I do not understand why the network is failing on the test set when it works on the validation set?
I've added the code for training, testing and for the graph itself.
Code for training the network:
with tf.Graph().as_default():
#Probablitity that the neuron's output will be kept during dropout
keep_probability = tf.placeholder(tf.float32, name="keep_probabilty")
global_step = tf.Variable(0, trainable=False)
images, labels = Inputs.datasetInputs(image_filenames, label_filenames, FLAGS.batch_size)
val_images, val_labels = Inputs.datasetInputs(val_image_filenames, val_label_filenames, FLAGS.batch_size)
train_data_node = tf.placeholder(tf.float32, shape=[FLAGS.batch_size, FLAGS.image_h, FLAGS.image_w, 3])
train_labels_node = tf.placeholder(tf.int64, shape=[FLAGS.batch_size, FLAGS.image_h, FLAGS.image_w, 1])
phase_train = tf.placeholder(tf.bool, name='phase_train')
logits = model.inference(train_data_node, phase_train, FLAGS.batch_size, keep_probability) #tensor, nothing calculated yet
loss = model.cal_loss(logits, train_labels_node)
# Build a Graph that trains the model with one batch of examples and updates the model parameters.
train_op = model.train(loss, global_step)
with tf.Session() as sess:
sess.run(tf.global_variables_initializer())
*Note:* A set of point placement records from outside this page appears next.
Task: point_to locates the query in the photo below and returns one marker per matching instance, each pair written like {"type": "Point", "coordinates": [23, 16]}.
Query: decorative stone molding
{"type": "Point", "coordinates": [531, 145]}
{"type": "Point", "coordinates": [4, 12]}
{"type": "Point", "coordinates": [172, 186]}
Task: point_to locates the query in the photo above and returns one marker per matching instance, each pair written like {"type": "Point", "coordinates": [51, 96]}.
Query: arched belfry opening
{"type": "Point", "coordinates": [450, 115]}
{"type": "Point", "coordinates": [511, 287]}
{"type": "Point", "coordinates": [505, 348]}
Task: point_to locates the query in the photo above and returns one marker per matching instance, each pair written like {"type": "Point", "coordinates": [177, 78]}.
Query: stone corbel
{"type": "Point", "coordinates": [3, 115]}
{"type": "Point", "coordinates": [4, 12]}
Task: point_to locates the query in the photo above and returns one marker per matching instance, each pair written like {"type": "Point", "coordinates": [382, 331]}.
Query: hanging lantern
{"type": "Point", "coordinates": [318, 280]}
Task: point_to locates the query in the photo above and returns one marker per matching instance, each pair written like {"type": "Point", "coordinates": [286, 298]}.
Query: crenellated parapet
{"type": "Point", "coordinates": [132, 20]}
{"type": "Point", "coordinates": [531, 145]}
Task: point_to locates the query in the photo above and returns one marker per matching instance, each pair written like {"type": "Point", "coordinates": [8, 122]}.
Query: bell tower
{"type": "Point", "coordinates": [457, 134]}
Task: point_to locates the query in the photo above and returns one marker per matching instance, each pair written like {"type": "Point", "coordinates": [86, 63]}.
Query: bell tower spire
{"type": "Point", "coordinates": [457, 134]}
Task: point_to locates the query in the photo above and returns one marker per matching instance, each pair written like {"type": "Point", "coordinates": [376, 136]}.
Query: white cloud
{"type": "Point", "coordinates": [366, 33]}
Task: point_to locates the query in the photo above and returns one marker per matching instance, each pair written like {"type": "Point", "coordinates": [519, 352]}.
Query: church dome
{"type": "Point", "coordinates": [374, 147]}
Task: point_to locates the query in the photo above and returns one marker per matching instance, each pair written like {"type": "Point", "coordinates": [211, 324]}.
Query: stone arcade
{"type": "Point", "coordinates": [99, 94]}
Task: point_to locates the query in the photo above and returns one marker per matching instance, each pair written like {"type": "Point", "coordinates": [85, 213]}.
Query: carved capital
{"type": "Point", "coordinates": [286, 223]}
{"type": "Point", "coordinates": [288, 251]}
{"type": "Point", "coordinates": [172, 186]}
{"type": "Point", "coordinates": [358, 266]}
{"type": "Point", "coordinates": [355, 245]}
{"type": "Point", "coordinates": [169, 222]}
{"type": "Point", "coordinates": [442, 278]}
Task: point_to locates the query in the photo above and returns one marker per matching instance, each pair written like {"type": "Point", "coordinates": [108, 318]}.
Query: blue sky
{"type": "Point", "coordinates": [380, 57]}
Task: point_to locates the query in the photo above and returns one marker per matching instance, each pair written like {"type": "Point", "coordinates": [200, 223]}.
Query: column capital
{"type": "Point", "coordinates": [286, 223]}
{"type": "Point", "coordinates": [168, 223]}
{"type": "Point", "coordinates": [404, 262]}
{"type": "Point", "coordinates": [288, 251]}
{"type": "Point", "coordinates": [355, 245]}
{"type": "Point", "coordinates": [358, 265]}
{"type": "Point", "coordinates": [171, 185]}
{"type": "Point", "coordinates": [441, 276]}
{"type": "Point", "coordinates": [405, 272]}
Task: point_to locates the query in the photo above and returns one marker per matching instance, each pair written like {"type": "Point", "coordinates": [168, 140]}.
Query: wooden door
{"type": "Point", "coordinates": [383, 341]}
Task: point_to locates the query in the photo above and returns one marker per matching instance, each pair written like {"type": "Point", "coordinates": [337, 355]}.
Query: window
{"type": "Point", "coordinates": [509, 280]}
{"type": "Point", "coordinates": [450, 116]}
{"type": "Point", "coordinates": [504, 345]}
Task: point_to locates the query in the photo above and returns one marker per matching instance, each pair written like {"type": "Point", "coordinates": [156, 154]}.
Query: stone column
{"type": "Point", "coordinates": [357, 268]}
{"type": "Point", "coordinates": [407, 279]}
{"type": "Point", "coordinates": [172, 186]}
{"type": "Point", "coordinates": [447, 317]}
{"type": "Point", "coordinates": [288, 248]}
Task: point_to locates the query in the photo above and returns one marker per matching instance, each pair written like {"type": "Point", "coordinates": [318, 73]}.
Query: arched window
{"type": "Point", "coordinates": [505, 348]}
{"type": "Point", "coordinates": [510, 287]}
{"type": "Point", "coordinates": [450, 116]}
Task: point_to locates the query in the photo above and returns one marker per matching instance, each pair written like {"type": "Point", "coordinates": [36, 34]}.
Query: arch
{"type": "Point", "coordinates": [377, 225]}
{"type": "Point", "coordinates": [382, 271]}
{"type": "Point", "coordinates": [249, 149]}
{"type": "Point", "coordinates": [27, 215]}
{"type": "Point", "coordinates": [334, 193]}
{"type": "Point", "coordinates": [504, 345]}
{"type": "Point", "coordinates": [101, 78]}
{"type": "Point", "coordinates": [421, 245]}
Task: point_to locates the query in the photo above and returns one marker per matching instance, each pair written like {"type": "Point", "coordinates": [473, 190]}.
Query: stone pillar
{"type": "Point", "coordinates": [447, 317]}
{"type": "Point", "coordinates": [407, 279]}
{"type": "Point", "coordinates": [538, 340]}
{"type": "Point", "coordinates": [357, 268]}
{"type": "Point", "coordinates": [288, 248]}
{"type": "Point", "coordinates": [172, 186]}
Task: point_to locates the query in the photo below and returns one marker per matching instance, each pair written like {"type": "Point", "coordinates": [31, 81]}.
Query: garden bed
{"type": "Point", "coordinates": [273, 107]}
sess.run(tf.local_variables_initializer())
""" Starting iterations to train the network """
for step in range(startstep, startstep + FLAGS.max_steps):
image_batch ,label_batch = sess.run(fetches=[images, labels])
# since we still use mini-batches in eval, still set bn-layer phase_train = True
feed_dict = {
train_data_node: image_batch,
train_labels_node: label_batch,
phase_train: True,
keep_probability: 0.5
}
_, loss_value = sess.run(fetches=[train_op, loss], feed_dict=feed_dict)
if step % 10 == 0:
num_examples_per_step = FLAGS.batch_size
examples_per_sec = num_examples_per_step / duration
sec_per_batch = float(duration)
# eval current training batch pre-class accuracy
pred = sess.run(fetches=logits, feed_dict=feed_dict)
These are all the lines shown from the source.